OJK Terbitkan Peraturan Perkuat Kelembagaan BPR/BPR Syariah
POJK tersebut yang berlaku sejak diundangkan pada 30 April 2024.
REPUBLIKA.CO.ID, JAKARTA -- Otoritas Jasa Keuangan (OJK) menerbitkan peraturan untuk mengakselerasi penguatan aspek kelembagaan industri Bank Perekonomian Rakyat (BPR) dan BPR Syariah sesuai amanat Undang Undang Nomor 4 Tahun 2023 tentang Pengembangan dan Penguatan Sektor Keuangan (P2SK).
"Ketentuan ini penting karena akan mengubah lanskap industri BPR dan BPR Syariah dalam menghadapi tantangan dan persaingan di masa mendatang. Penerbitan Peraturan OJK ini serta upaya penguatan yang dilakukan diharapkan dapat meningkatkan kepercayaan masyarakat terhadap BPR atau BPR Syariah,” kata Kepala Eksekutif Pengawas Perbankan OJK Dian Ediana Rae di Jakarta, Sabtu (18/5/2024).

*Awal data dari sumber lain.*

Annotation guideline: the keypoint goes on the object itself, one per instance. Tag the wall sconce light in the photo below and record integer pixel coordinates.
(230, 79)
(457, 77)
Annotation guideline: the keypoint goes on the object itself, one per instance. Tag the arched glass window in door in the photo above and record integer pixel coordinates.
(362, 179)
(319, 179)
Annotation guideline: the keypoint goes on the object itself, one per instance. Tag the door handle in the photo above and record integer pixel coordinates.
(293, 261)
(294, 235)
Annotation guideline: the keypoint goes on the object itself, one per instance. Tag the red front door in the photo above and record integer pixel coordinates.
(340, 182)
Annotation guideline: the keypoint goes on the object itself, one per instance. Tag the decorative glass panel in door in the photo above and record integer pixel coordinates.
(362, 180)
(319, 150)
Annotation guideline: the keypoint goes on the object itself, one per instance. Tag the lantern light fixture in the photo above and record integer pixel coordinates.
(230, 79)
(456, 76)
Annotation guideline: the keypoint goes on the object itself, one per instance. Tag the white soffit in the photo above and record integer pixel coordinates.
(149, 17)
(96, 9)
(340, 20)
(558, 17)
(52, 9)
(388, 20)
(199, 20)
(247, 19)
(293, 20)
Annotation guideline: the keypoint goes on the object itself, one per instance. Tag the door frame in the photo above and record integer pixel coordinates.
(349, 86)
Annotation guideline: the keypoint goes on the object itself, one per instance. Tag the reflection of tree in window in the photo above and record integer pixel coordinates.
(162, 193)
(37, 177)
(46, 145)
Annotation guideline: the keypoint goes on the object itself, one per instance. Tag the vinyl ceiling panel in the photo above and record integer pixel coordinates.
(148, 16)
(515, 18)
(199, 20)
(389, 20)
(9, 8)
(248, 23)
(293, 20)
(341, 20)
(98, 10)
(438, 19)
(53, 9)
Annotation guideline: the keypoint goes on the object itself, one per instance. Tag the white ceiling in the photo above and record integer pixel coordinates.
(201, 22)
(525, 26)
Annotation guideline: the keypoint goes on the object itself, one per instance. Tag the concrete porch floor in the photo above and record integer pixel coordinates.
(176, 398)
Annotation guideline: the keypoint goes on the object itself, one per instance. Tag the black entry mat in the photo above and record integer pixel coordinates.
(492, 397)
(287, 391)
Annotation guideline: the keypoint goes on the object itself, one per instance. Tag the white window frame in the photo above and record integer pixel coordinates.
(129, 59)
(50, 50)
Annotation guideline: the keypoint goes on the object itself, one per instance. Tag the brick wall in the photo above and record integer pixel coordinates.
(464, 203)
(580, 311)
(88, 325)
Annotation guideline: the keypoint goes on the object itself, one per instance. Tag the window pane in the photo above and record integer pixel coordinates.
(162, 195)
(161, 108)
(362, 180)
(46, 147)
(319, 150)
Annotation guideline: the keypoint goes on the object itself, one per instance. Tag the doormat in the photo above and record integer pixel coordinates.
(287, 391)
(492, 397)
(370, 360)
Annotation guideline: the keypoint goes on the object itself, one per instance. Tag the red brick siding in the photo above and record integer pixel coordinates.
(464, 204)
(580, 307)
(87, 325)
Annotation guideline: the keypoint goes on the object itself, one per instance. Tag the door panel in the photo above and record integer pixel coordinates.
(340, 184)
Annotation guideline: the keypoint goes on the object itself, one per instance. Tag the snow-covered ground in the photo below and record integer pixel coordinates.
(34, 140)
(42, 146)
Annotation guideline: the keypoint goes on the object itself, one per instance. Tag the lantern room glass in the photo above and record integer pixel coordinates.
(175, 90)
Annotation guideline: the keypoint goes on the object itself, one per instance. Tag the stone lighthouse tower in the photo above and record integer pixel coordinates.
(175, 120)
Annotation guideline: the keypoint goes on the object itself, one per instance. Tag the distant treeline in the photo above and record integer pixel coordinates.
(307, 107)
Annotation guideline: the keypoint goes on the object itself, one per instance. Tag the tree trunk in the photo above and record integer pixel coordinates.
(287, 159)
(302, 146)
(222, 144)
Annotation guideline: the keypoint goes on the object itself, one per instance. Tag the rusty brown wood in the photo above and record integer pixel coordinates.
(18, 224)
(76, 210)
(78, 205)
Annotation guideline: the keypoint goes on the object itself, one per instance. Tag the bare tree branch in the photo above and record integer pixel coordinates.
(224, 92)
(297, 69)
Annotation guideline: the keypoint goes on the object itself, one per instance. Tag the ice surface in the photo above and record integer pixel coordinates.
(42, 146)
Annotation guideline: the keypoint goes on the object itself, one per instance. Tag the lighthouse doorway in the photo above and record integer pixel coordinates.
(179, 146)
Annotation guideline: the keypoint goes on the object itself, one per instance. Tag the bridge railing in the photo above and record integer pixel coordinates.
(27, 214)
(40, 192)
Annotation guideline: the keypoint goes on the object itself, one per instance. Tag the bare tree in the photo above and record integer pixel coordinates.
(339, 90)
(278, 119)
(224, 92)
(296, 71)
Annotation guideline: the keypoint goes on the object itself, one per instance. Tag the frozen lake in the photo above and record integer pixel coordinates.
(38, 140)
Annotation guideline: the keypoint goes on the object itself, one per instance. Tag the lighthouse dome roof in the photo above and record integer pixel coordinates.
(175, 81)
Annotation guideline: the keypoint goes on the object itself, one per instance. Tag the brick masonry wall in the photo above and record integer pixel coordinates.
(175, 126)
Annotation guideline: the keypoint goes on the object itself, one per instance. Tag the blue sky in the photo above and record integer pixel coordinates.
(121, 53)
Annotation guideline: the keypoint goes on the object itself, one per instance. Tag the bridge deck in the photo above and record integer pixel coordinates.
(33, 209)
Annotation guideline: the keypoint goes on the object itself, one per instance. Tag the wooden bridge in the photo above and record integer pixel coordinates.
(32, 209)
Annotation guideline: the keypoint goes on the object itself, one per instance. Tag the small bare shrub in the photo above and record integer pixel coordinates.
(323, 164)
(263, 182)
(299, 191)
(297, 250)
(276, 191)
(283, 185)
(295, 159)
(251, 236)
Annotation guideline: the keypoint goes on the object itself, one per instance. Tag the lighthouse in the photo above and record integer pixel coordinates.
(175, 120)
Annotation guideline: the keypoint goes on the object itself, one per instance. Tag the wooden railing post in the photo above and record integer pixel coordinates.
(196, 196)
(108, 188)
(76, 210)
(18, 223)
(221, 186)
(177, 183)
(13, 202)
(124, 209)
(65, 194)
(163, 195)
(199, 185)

Peraturan tersebut berupa Peraturan OJK Nomor 7 Tahun 2024 tentang BPR dan BPR Syariah, yang ditujukan untuk terus mendorong agar BPR dan BPR Syariah dapat bertumbuh dan berkembang menjadi lembaga keuangan yang berintegritas, adaptif, dan berdaya saing.
BPR dan BPR Syariah juga diharapkan mampu berkontribusi dalam menyediakan layanan keuangan kepada masyarakat terutama pelaku usaha mikro dan kecil di wilayahnya.
Menurut Dian, POJK itu merupakan upaya OJK untuk terus meningkatkan pengawasan secara optimal karena berdasarkan hasil pengawasan, OJK menemukan beberapa kelemahan struktural termasuk fraud sehingga BPR atau BPR Syariah tersebut harus ditutup demi penyehatan sistem perbankan dan pelindungan konsumen.
POJK tersebut yang berlaku sejak diundangkan pada 30 April 2024 mengatur aspek kelembagaan BPR atau BPR Syariah mulai dari pendirian, kepemilikan, kepengurusan, jaringan kantor, penggabungan, peleburan, dan pengambilalihan, hingga pencabutan izin usaha atas permintaan pemegang saham.
POJK itu memuat sejumlah kebijakan strategis dalam rangka mengakselerasi penguatan aspek kelembagaan industri BPR dan BPR Syariah antara lain kesempatan bagi BPR dan BPR Syariah untuk memperluas akses permodalan melalui aksi penawaran umum efek melalui pasar modal.
Kemudian, POJK itu mengatur tentang kebijakan penggabungan, peleburan, dan pengambilalihan termasuk kewajiban konsolidasi bagi BPR dan BPR Syariah yang berada dalam kepemilikan pemegang saham pengendali yang sama.
Kebijakan tersebut diharapkan dapat secara cepat memperkuat permodalan, memastikan kecukupan infrastruktur teknologi informasi, memperkuat tools penerapan manajemen risiko dan tata kelola, sehingga dapat mendorong penguatan daya saing industri BPR dan BPR Syariah.
Dian menuturkan POJK itu juga mendorong efisiensi lembaga jasa keuangan yang memperkenankan lembaga keuangan mikro untuk melakukan aksi penggabungan dengan BPR atau BPR syariah; dan penyempurnaan aspek kelembagaan lain seperti jaringan kantor untuk mengakomodir arah pengembangan dan penguatan BPR dan BPR Syariah.
Kewajiban konsolidasi bagi BPR atau BPR Syariah grup tersebut wajib diselesaikan paling lama dua tahun sejak POJK ini berlaku bagi BPR atau BPR syariah nonpemerintah daerah, dan paling lama tiga tahun sejak POJK ini berlaku bagi BPR atau BPR syariah milik pemerintah daerah.
Dian berharap POJK itu dapat meningkatkan level of playing field BPR dan BPR syariah serta memperkuat kapasitas permodalan industri BPR dan BPR syariah.
OJK meyakini kebijakan konsolidasi BPR dan BPR syariah dapat menjadikan industri lebih efisien dan semakin berkontribusi bagi perekonomian dan masyarakat.